L’elezione con un secondo mandato a Presidente della Repubblica di Sergio Mattarella ha consentito di blindare un sistema di alleanze saldamente ancorate alla matrice europea ed occidentale, mentre anche in questa recente tornata i due poli del populismo hanno tentato di dettare una linea differente, attorno alle candidature di Franco Frattini ed Elisabetta Belloni. E Renzi non se la sente di escludere che questo asse possa prima o poi riproporsi, nei mesi che ci separano dall’appuntamento delle prossime elezioni politiche.

Resta ancora centrale nell’agenda della politica nazionale la questione morale, con tutti i fariseismi che si sono dipanati nel corso degli anni successivi a Tangentopoli. Su questo tema Matteo Renzi cita Benedetto Croce: “L’onestà politica non è altro che la capacità politica: come l’onestà del medico e del chirurgo è la sua capacità di medico e di chirurgo, che non rovina e assassina la gente con la propria insipienza condita di buone intenzioni e di svariate e teoriche conoscenze”.

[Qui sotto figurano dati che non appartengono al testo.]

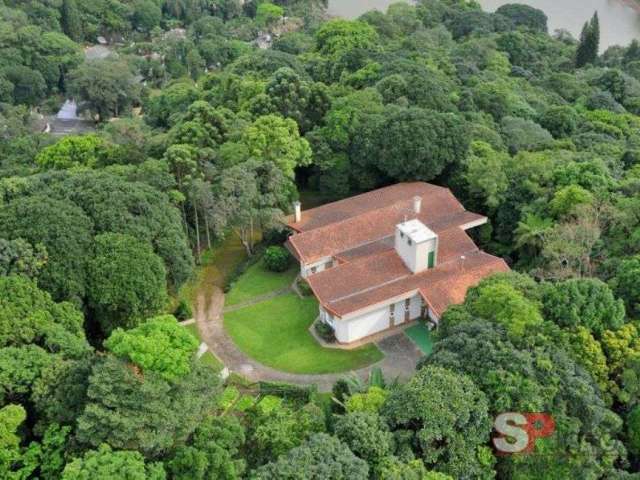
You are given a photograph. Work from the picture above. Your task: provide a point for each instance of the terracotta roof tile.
(359, 204)
(359, 233)
(440, 211)
(445, 285)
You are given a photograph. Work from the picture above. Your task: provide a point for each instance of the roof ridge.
(389, 282)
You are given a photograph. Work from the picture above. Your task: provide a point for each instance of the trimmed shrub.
(325, 332)
(304, 288)
(298, 394)
(277, 259)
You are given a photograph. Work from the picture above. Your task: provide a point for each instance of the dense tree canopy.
(195, 134)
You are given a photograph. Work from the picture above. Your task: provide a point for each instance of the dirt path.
(400, 353)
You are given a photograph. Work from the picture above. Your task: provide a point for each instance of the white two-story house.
(381, 259)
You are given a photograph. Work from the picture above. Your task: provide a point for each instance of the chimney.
(297, 216)
(417, 204)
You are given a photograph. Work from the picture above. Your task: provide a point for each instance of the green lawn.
(256, 281)
(275, 333)
(208, 358)
(215, 264)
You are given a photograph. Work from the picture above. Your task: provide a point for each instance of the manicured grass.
(275, 333)
(193, 329)
(421, 336)
(257, 281)
(208, 358)
(215, 264)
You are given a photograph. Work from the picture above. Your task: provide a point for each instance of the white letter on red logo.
(508, 425)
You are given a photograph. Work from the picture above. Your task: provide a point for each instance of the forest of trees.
(199, 133)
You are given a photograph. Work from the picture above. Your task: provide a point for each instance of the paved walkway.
(401, 354)
(258, 299)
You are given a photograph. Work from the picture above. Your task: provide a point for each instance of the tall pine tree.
(71, 23)
(589, 45)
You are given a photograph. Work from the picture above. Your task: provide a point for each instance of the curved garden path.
(400, 353)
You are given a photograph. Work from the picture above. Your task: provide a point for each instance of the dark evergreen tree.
(71, 23)
(589, 42)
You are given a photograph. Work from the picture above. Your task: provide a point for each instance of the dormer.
(417, 245)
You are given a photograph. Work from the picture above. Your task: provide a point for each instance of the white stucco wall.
(373, 321)
(305, 270)
(416, 255)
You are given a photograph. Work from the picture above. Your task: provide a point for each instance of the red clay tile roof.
(359, 204)
(360, 235)
(440, 211)
(442, 286)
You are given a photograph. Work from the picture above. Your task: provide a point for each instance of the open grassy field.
(276, 333)
(257, 281)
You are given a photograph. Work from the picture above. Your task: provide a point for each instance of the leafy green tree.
(292, 97)
(74, 151)
(274, 139)
(11, 417)
(567, 199)
(106, 463)
(485, 175)
(521, 134)
(29, 86)
(213, 452)
(633, 430)
(321, 457)
(126, 281)
(394, 469)
(515, 379)
(268, 14)
(524, 16)
(338, 37)
(583, 302)
(438, 407)
(274, 432)
(370, 400)
(561, 121)
(120, 395)
(277, 259)
(28, 316)
(625, 283)
(589, 45)
(248, 197)
(106, 88)
(116, 204)
(162, 109)
(147, 15)
(158, 345)
(63, 229)
(504, 304)
(18, 257)
(366, 435)
(71, 21)
(410, 144)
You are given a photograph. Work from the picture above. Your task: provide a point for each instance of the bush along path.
(208, 313)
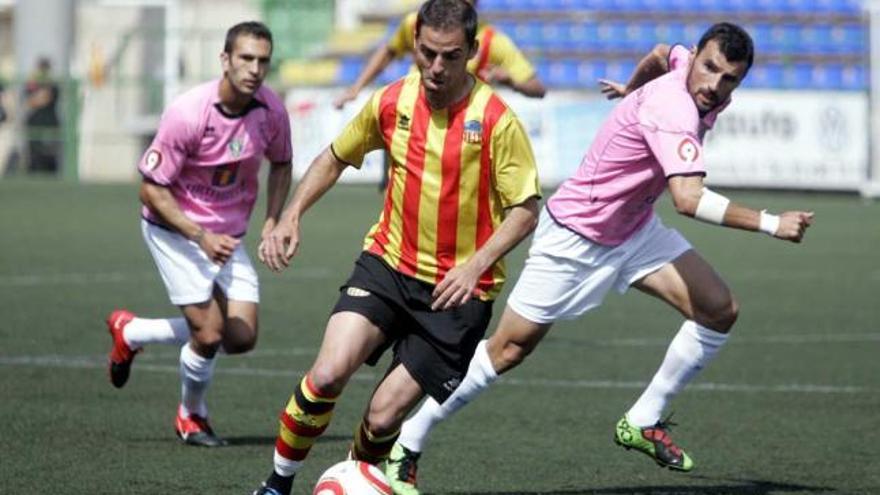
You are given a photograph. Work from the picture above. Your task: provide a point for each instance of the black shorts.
(435, 346)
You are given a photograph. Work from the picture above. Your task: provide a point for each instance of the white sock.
(195, 376)
(141, 331)
(481, 374)
(691, 350)
(285, 467)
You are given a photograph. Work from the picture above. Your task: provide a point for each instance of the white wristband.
(769, 223)
(711, 207)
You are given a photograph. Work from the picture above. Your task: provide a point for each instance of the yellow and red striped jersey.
(453, 172)
(496, 49)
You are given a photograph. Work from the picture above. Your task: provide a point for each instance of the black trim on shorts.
(435, 346)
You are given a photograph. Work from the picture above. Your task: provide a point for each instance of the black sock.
(282, 484)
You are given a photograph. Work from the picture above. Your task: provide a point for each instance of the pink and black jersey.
(654, 133)
(209, 160)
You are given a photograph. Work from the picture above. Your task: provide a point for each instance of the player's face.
(712, 77)
(442, 57)
(248, 64)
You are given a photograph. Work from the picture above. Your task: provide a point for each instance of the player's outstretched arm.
(650, 67)
(281, 243)
(379, 60)
(277, 188)
(459, 283)
(158, 198)
(693, 199)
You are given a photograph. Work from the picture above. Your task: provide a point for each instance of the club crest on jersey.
(235, 147)
(403, 122)
(473, 131)
(225, 175)
(153, 159)
(688, 150)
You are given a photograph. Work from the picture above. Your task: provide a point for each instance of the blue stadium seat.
(797, 76)
(558, 73)
(395, 71)
(854, 77)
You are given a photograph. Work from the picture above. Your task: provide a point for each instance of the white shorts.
(189, 274)
(567, 275)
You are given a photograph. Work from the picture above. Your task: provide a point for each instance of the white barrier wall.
(804, 140)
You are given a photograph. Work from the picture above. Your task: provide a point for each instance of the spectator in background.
(2, 108)
(41, 123)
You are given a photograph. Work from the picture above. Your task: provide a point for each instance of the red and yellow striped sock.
(304, 419)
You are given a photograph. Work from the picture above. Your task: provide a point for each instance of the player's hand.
(279, 245)
(348, 95)
(793, 225)
(612, 89)
(456, 288)
(218, 247)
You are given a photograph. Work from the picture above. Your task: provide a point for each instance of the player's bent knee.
(720, 316)
(326, 380)
(208, 339)
(512, 355)
(383, 422)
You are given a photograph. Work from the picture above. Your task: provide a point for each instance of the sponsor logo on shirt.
(403, 122)
(153, 160)
(473, 131)
(225, 175)
(235, 147)
(357, 292)
(452, 384)
(688, 150)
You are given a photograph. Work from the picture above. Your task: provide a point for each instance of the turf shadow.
(245, 441)
(743, 487)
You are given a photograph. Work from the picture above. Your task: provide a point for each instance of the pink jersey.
(654, 133)
(209, 159)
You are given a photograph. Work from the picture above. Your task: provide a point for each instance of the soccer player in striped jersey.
(463, 192)
(498, 60)
(599, 232)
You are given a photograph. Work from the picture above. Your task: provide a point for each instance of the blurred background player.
(599, 231)
(463, 192)
(41, 122)
(498, 60)
(200, 182)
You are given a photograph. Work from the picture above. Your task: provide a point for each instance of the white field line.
(169, 353)
(54, 279)
(74, 362)
(317, 272)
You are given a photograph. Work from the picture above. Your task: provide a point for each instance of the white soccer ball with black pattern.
(353, 478)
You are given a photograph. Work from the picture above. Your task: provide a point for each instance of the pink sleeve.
(670, 132)
(280, 149)
(167, 153)
(679, 56)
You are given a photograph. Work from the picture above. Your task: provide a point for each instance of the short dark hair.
(448, 14)
(249, 28)
(733, 41)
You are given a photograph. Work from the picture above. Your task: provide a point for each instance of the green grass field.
(791, 405)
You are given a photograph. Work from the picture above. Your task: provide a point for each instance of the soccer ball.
(353, 478)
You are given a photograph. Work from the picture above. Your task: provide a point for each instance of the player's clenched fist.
(793, 225)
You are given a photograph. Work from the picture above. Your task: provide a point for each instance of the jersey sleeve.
(280, 149)
(402, 40)
(679, 56)
(505, 54)
(169, 150)
(514, 168)
(672, 135)
(361, 135)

Quello che era, e resta, un requisito indispensabile, ma incapace di guidare un processo di selezione della classe dirigente con questa sola caratteristica, vale a dire l’onestà, ha generato, nella solitudine della sua declamazione, la rarefazione dei criteri della competenza, delle abilità politiche, della visione strategica.